Their farm has also hosted teams of first responders, including the Fitchburg Fire Department, so they could learn more about large animal rescue.

Some of the cross-country jumps were set up in a large oak grove at the front of the farm. The oaks are something that Freiberger takes very seriously – some of them are 200-300 years old.

When he finds seedlings he moves them to better locations and provides enclosures to keep them safe. As they grow the fences that protect them are made larger as well, until eventually they are big enough to keep horses away from them.



Freiberger comes from a family of carriage-makers. His dad and others in his family were part of Freiberger Carriage Works in New London, a business that later became a Chrysler dealership as carriages became obsolete.

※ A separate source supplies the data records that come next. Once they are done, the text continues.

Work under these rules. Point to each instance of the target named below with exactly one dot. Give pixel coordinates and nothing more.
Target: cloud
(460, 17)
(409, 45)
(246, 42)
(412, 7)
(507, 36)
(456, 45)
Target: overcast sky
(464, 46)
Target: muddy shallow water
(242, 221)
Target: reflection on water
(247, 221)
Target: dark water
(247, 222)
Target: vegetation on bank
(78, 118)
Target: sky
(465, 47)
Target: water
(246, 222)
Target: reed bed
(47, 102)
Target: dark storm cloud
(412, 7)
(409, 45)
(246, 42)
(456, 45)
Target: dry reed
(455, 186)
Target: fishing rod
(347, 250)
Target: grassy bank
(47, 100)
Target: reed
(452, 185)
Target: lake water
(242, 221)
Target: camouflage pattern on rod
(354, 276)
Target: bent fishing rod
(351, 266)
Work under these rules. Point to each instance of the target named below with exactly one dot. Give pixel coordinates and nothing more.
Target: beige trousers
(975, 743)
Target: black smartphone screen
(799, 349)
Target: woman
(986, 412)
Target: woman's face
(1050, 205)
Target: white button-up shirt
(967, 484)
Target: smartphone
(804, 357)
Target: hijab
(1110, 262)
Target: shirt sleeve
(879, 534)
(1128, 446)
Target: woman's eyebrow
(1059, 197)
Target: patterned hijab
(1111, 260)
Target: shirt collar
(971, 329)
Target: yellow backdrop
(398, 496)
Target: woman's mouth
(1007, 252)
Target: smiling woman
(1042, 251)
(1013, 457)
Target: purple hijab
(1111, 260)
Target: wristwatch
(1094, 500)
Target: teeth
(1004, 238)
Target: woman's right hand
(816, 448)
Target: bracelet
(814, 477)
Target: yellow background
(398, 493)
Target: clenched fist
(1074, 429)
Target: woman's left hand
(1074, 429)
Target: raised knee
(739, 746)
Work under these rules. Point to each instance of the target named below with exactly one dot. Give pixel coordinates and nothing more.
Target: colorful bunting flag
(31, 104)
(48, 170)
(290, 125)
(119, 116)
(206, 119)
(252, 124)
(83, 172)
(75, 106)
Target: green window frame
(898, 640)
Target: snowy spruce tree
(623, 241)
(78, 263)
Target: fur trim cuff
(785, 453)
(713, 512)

The company made bobsleds and lumber wagons for the timber industry in northern Wisconsin as well as things like manure spreaders for farmers and the lighter, more beautiful carriages.

Freiberger carries on the family tradition by manufacturing carriages, restoring antique carriages and selling horse-drawn vehicles that are made in Europe. These vehicles are for pleasure, distance and combined driving.

The heaviest-duty carts are made for the sport of combined driving. In these events teams are driven in an arena eight times larger than those used for ridden dressage.

Then there is the timed marathon phase, which pits drivers and teams against a variety of obstacles across the countryside. Horses are checked to make sure they are still sound and healthy and there are mandatory rest periods, he said.

The third phase involves driving horses through "cones" a portion of the event that tests the precision of the driver and obedience of the horses. Penalty points are assessed for touching or knocking over cones.

The Freibergers compete with German riding ponies and share horses and harnesses with the Raymonds, he said.

Now serving as president of the American Driving Society, Freiberger is also on the board of the U.S. Equestrian Federation. Also near and dear to his heart is serving on the board of the U.S. Driving for the Disabled.

Both of the Freibergers are avid drivers and have been active participants in the well-known annual driving event in Columbus.

Their family operates a non-profit organization that is working to raise money to install disabled access to the old building that serves as the scenic backdrop for the driving event held in Columbus each June.